I'm continuing to investigate my professor's statement regarding profinite groups and Stone topological groups. See this post for more information.
A profinite group $G$ is an inverse limit of an inverse system of finite discrete groups $G_\alpha$, where $\alpha\in\Lambda$. Naturally, we can consider the automorphism group Aut$(G)$, but there is no reason to expect Aut$(G)$ to be profinite.
My question:
Is it known whether or not Inn$(G)$ is profinite?
This requires us to reason (from what I can tell) along one of two lines:
- That given some topology, we have Inn$(G)$ is compact, Hausdorff, and totally disconnected.
- Inn$(G)$ can be realized as an inverse limit of an inverse system of finite discrete groups.

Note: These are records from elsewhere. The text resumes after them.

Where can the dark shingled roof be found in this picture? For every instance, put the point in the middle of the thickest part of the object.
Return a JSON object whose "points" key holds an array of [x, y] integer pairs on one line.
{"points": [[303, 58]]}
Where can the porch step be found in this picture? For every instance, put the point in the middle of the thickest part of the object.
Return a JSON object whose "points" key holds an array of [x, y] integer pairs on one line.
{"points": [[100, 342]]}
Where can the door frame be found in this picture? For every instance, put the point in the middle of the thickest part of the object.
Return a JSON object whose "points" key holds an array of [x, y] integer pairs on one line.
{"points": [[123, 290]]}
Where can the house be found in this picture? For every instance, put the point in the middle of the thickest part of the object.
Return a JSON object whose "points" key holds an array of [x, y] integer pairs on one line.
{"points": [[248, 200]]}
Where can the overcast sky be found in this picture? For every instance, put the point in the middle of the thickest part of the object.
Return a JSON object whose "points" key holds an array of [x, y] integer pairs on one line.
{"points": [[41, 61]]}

For 1., we need to first determine a reasonable topology for Inn$(G)$. The first topology that comes to mind is the compact-open topology. In particular, from the fact that $G$ is Hausdorff, we obtain that Inn$(G)$ is Hausdorff as well when equipped with this topology. It would remain to prove, then, that Inn$(G)$ is compact and totally disconnected. Is this a nice topology to consider on Inn$(G)$, and how would we go about proving the remaining claims necessary for profiniteness?

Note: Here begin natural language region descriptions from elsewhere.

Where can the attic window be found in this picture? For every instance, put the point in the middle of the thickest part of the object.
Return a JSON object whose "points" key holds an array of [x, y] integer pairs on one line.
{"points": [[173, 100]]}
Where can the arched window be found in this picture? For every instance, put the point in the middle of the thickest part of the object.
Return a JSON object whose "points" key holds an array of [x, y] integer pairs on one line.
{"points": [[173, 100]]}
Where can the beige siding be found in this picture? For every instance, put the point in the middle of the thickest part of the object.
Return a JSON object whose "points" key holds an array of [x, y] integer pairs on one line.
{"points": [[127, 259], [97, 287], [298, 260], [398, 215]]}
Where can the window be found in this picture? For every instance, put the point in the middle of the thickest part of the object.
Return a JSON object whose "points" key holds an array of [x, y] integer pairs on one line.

For 2., a nice construction comes out of considering each of the inner automorphism groups Inn$(G_\alpha)$. It is not so hard to see that these define an inverse limit system using the same maps as the inverse limit system of the $G_\alpha$. We can take the inverse limit of this system, which I'll denote $\widehat{\text{Inn}}(G)$. It's also not hard to show that Inn$(G)$ injects into $\widehat{\text{Inn}}(G)$. To show that Inn$(G)$ and $\widehat{\text{Inn}}(G)$ are the same, it remains to show that Inn$(G)$ is compact and dense in $\widehat{\text{Inn}}(G)$. How would one go about this?

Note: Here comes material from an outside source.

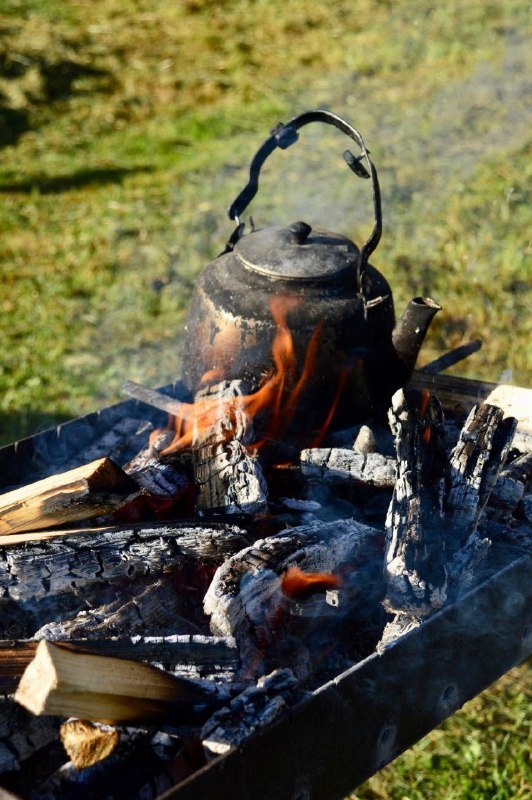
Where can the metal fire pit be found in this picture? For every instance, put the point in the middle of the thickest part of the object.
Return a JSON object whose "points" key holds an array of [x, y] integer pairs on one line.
{"points": [[355, 724]]}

If this is not true, then we can try to show that Inn$(G)$ is a closed subspace of $\widehat{\text{Inn}}(G)$, which would demonstrate that Inn$(G)$ is profinite in the subspace topology.
Finally, if Inn$(G)$ is not profinite at all, then is it natural to consider $\widehat{\text{Inn}}(G)$ as the "true" profinite inner automorphism group?
Best Answer
$\mathrm{Inn}(G)\cong G/Z(G)$. Now in any $T_0$ topological group, $Z(G)$ is closed (see here), and the quotient of a profinite group by a closed normal subgroup is again profinite (see here). So yes, $\mathrm{Inn}(G)$ is profinite.